Asian Spinach salad with sesame ginger dressing.
Spinach is also called Parrot food in one of the traditional Chinese medicine book since it has green body and red mouth. The name is really lovely.Spinach is used in stir-fried dishes and soup dishes such as tofu soup with spinach. Besides, I love to use spinach to make cold dishes due to its green color and good absorption of marinades. It is quite a pleasure no matter from taste or vision. This dish introduced today is named as Spinach in ginger sesame sauce(姜汁菠菜), which is a quite common and popular dish in China.
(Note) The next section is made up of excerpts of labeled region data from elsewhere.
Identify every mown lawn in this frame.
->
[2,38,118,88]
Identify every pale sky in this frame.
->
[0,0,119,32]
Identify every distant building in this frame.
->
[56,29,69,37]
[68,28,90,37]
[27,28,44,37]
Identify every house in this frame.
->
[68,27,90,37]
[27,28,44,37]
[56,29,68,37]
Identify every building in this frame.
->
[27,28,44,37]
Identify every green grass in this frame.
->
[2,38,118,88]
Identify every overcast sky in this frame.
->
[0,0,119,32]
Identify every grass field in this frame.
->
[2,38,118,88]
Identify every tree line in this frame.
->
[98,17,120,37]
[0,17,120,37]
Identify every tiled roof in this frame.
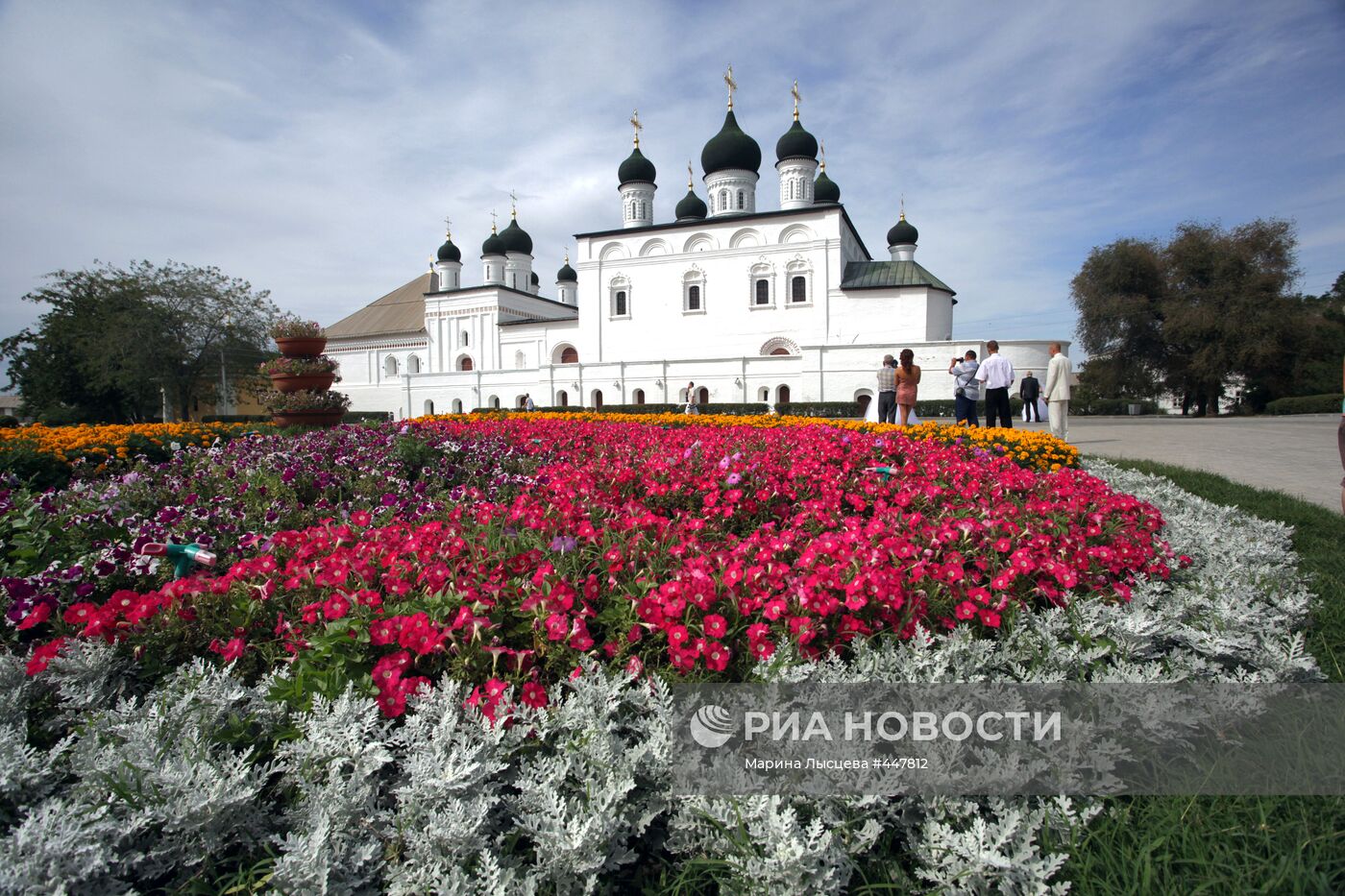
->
[327,272,430,339]
[841,261,958,296]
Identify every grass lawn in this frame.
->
[1064,460,1345,895]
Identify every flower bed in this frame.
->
[452,410,1079,470]
[0,454,1318,893]
[6,417,1157,715]
[0,423,267,466]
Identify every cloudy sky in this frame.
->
[0,0,1345,360]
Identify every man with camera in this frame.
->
[948,350,981,426]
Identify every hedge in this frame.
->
[774,400,862,420]
[1265,392,1345,414]
[495,403,770,417]
[1069,399,1158,417]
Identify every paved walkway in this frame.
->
[1015,414,1345,513]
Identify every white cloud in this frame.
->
[0,0,1345,368]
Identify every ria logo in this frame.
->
[690,704,737,749]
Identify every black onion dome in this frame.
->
[437,238,463,261]
[888,215,920,246]
[700,109,761,175]
[672,190,710,221]
[616,147,656,184]
[501,218,532,255]
[774,118,818,161]
[813,171,841,205]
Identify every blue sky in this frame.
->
[0,0,1345,360]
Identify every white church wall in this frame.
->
[819,286,930,343]
[578,211,842,362]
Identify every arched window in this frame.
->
[682,265,705,313]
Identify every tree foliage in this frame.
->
[1070,219,1345,413]
[0,261,277,423]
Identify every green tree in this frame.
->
[1070,219,1319,414]
[1070,239,1167,397]
[0,261,277,423]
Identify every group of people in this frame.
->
[878,339,1070,439]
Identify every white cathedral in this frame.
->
[327,70,1050,419]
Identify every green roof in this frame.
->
[841,261,958,296]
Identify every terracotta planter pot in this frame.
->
[270,410,346,426]
[270,373,336,392]
[276,336,327,358]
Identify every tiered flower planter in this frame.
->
[269,327,346,426]
[270,374,336,393]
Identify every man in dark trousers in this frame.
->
[1018,370,1041,423]
[976,339,1015,429]
[878,355,897,423]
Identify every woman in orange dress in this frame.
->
[897,349,920,426]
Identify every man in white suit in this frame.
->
[1043,342,1069,441]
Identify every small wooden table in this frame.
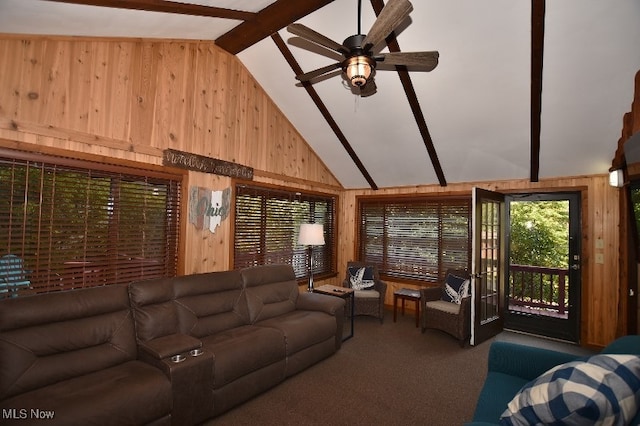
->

Then we firstly come to the ginger sauce.
Ginger sauce is a common Chinese salad dressing, using boiling water to disperse the minced ginger, and then add soy sauce, salt, vinegar, chicken essence to make the sauce. The spicy taste comes from the ginger. Comparing with the straight spicy of pepper, the spicy of ginger is more reserved. Ginger sauce is mainly used in cold dishes such as long green beans in ginger sauce(姜汁豇豆)，and lotus root in ginger sauce(姜汁莲藕).
The time for rinsing spinach in boiling water should be short to keep the original green color. And sesame oil should be added into rinsing water to keep the green color.
Usually it calls for wolfberry. But my husband hates it, so I replace wolfberry with carrots. The spinach sold on the market is mainly with large root; however spinach with small root is more fitful for this dish.
Sesame Ginger Dressing Spinach
- 1 pound fresh spinach
- 1 teaspoon wolf berry , or carrots
- ½ tablespoon sesame seeds
- 1 tablespoon chopped spring onion
- 1 inch root ginger minced
- 2 tablespoons boiled water , or stock
- 1 tablespoon soy sauce
- 2 teaspoons salt
- 1 tablespoon sesame oil
- 2 teaspoons vinegar
- Mince the ginger carefully and pour 2 tablespoons boiled water to soak the ginger for around 20 minutes. And then add other ingredients for dressing sauce. Mix well and set aside.
- Add some drops of sesame oil in water within a pot. And bring the water to a boiling.
- Wash the spinach and rinse in boiling water for 30 seconds along with the wolfberry or carrots. Transfer out and squeeze the water out.
- In a large bowl, mix the blended spinach and carrots with the salad dressing, sesame seeds and chopped spring onion.
- Serve or place all the content to a small bowl. back off the small bowl on the plate to shape the tower.
I am not sure what I did wrong, I tried to follow the recipe exactly, but the spinach came out very salty. The underlying flavor was very good but the salt was overpowering. Should I have added 1/2 teaspoon salt instead of 2 teaspoons? Or should the salt go in the boiling water not in the salad dressing? Your recipes are always wonderful so I'm sure the problem was on my end.
I really like this dish. And yes, as Sid pointed out I'm surprised about the amount of salt, too. I tend to use a lot less.